Pop fans, meet Jonny | Toronto Star
Duo with grunge and neo-psychedelic roots take their new lighthearted approach to the Drake.
Jonny is band formed by the collaboration between Norman Blake of Teenage Fanclub and Euros Childs from Gorky’s Zygotic Mynci.
Norman Blake and Euros Childs are no Jonny-come-latelies.
Then again, perhaps they are: the principal of Big Star-inspired Glasgow grunge pop tunesmiths Teenage Fanclub and the father of disbanded Welsh neo-psychedelic popsters Gorky’s Zygotic Mynci have combined forces to create Jonny, a songwriting partnership that’s much lighter in nature than Blake and Childs’ other musical concerns.
The duo, making its live North American debut this weekend (Friday and Saturday) at the Drake Hotel, released its self-titled album earlier this year on North Carolina’s Merge label, sporting 13 charming pop and folk-country tunes sun-kissed by Blake and Childs’ inimitable gifts for melody.
While baring their romantic hearts with the unassuming “I Want To Be Around” and the ballad “Never Alone,” the numbers that truly define Jonny’s unique approach are the sillier ones: “Wich Wich,” “Candyfloss,” “Bread” and the 10-minute “Cave Dance.”

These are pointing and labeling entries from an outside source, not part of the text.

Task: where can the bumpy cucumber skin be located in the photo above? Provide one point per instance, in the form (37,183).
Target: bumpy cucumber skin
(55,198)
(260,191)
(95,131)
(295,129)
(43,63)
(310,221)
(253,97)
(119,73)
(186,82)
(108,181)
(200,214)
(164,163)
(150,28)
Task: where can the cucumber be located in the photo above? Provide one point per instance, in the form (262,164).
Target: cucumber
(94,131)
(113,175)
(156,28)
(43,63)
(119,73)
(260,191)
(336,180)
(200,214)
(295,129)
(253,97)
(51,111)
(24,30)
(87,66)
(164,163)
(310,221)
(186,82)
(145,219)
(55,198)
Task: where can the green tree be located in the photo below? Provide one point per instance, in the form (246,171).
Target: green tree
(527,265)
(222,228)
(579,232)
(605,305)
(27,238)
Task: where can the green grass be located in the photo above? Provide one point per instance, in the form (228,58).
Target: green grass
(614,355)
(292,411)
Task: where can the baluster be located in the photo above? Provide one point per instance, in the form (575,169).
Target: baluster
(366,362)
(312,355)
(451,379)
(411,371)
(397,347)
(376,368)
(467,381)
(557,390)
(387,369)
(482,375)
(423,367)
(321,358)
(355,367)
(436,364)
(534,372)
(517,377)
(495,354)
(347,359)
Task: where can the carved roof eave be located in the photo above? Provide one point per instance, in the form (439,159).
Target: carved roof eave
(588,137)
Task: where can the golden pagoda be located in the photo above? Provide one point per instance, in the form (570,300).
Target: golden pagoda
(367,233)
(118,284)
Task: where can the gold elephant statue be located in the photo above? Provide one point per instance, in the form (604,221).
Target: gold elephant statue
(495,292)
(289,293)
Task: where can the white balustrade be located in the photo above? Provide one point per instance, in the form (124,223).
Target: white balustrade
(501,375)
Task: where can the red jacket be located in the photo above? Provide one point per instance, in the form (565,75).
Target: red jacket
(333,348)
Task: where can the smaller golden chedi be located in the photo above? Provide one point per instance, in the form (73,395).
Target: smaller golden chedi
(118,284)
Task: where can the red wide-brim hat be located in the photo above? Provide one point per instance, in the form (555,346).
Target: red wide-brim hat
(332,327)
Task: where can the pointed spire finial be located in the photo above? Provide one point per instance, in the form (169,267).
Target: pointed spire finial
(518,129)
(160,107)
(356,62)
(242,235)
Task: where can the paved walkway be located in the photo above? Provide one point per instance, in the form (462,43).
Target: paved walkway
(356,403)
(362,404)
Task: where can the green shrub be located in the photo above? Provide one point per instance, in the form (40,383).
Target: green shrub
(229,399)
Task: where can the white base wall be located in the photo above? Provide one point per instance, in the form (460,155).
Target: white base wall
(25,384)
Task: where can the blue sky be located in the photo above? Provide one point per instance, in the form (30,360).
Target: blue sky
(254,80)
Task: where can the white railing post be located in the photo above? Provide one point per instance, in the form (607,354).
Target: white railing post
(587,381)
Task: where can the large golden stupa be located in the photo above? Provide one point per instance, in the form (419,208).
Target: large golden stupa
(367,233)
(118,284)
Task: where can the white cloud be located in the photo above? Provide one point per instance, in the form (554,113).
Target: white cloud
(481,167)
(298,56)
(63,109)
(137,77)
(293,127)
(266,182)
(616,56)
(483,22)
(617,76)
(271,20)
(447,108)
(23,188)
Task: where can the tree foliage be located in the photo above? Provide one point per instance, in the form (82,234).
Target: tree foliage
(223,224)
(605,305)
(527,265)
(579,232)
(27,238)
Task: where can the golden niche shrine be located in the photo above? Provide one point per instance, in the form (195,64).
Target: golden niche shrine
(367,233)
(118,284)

“With Teenage Fanclub, we couldn’t really have a song like ‘Cave Dance’ on our records, because it wouldn’t fit,” observes Norman Blake over the line Tuesday from his Kitchener home. “I think probably the same goes for what Euros (pronounced Eros) has been doing on his solo records lately.
“Our musical relationship is based on our friendship, and our shared sense of humour.”

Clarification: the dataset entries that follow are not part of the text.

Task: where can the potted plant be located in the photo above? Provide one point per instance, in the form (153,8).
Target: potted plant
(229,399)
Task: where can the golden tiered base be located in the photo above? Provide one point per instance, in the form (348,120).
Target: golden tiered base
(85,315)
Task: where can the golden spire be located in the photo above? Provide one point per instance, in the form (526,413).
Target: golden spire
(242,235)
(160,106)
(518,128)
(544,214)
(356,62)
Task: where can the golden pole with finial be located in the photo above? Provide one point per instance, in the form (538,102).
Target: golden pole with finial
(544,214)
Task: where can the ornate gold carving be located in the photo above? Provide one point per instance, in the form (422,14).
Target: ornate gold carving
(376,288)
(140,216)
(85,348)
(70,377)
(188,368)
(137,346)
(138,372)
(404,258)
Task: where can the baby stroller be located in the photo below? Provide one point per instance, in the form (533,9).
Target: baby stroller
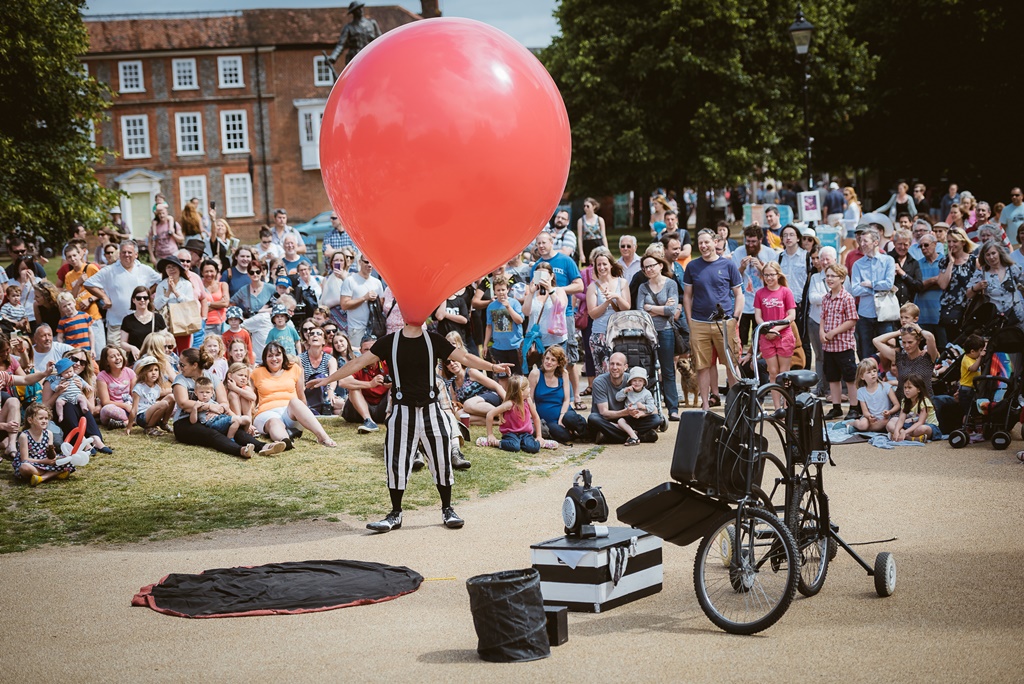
(996,405)
(633,333)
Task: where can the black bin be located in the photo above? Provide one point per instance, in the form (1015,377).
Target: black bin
(508,614)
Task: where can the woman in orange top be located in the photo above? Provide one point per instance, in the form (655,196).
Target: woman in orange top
(282,399)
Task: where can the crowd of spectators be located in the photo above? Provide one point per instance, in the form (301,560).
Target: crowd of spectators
(124,345)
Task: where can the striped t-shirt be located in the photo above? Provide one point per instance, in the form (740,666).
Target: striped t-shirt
(76,330)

Just how far Jonny is willing to go to have fun for its art was established during the recent “Candyfloss” video shoot.
While the song lasts only three minutes, Blake says he and Childs endured the candy cotton-eating contest that dominates the video for five hours. “I don’t think we’ll be able to look at cotton candy ever again. I ate a lifetime’s supply in that one afternoon.”
The Blake-Childs connection was established during the 1997 Teenage Fanclub/Gorky’s Zygotic Mynci U.K. tour.

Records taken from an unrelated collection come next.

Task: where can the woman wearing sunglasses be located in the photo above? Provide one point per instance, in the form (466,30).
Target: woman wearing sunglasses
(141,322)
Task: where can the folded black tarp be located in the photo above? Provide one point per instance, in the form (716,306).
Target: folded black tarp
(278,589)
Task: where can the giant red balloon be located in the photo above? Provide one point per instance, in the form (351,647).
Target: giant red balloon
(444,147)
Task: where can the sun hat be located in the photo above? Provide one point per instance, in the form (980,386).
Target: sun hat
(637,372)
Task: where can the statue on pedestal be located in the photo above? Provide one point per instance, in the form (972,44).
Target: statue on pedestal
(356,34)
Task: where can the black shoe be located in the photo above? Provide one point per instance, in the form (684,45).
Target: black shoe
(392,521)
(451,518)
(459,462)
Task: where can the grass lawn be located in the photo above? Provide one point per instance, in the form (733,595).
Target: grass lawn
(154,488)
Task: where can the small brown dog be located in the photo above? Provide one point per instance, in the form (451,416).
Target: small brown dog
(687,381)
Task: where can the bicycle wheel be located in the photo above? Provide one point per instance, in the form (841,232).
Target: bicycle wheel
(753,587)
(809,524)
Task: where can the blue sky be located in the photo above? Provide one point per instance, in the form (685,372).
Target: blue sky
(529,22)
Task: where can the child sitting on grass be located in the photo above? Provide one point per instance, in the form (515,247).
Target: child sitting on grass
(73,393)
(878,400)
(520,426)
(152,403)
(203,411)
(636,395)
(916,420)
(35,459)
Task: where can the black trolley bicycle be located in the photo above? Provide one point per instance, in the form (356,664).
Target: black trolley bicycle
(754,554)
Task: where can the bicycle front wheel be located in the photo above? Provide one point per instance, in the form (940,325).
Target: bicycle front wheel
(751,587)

“Me and Euros just hit it off and became friends,” Blake recalls. “He invited me to come sing and play guitar on a Gorky’s record (2001’s How I Long To Feel That Summer In My Heart). I was invited to join them on tour, so musically we started working together.
“Whenever Euros would be in town doing solo shows, he’d come to our place. It started as recreational writing around the kitchen table with a glass of wine — Euros with a little keyboard and me with a guitar — and we’d just come up with song ideas.”
Blake says the Drake shows, which kick off a 13-date U.S. tour before a Glastonbury appearance, will be intimate.
“It’s basically the two of us grappling with a drum machine that has a mind of its own — it’s very erratic,” Blake admits.
“It’s not a slick show by any means. And hopefully there’s some humour and some good singing when we get it right.”
When he’s not on the road, Blake, 46, is adjusting to his new Kitchener home with his Canadian wife and daughter. The family, which lived in Glasgow for 14 years, has been in Ontario since 2009.
“I’m enjoying it,” says Blake. “We were out this afternoon trying to tidy up the garden in this unbelievable heat. We don’t get this heat in Glasgow. We also don’t get this snow in Glasgow. That was a bit of a shock to the system when I discovered I had to get up in the morning to clear snow.
“But it’s keeping me in shape,” he laughs.